Chapter Eleven : A Terrible Tragedy

1.4K 147 36
                                    

Chapter Eleven : A Terrible Tragedy.


Sudah beberapa hari Della tidak berhubungan dengan Ervin. Hanya sesekali ia tersenyum saat berpapasan dengan Ervin.

Dan senyumnya seakan jadi candu aneh yang mengitari pikirannya. Ervin membuat Della sakau; gelisah bila tidak ada orang itu di harinya.

Ini gila, lebih gila dari yang bisa dibayangkan.

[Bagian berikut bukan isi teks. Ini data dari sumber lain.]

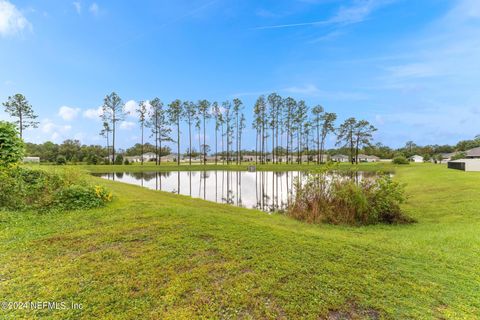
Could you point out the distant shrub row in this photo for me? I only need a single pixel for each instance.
(27, 189)
(339, 200)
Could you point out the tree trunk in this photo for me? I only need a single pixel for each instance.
(204, 145)
(141, 157)
(178, 140)
(190, 141)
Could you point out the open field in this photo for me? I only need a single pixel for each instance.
(152, 255)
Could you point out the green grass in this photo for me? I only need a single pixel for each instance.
(154, 255)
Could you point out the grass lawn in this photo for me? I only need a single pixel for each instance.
(155, 255)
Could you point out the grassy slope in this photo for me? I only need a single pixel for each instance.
(156, 255)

Bagaimana teman bisa membuat ia merasakan banyak rasa yang tak seharusnya.

Bermodalkan percaya diri, Della membuka topik duluan—untuk yang keberjuta kalinya.

Fadella Adriana : hey

Ervin Haryanta : ya?

Fadella Adriana : yamko rambe yamko, aronawa kombee

Ervin Haryanta : selalu gajelas.

Dan saat ini Della merasa sesak dan ingin terbahak.

|S ・L|

"Jadi dia memang dirawat di sini? Dan serius, dia kakanya Dena?" Setelah bertanya pada suster, Ahza mempertanyakan kebenaran baru yang ia ketahui pada dirinya sendiri.

Ahza melangkah menuju apa yang menjadi tujuannya, memantapkan untuk terus bergerak.

Dan, di sinilah ia berada, di depan pintu yang ia yakini di dalamnya adalah kakak Dena.

Ragu menyelimutinya, menimbang apa ia harus ke dalam, atau tidak.

Persetan, lama sekali ia berpikir, binggung dan kesal karena batin dan logikanya berbeda.

Akhirnya, hatinya memenangkan perang sengit ini—agak berlebihan, memang—ia membuka pintu dan melihat cowok terbaring di sana, dengan selang di hidung dan tangannnya.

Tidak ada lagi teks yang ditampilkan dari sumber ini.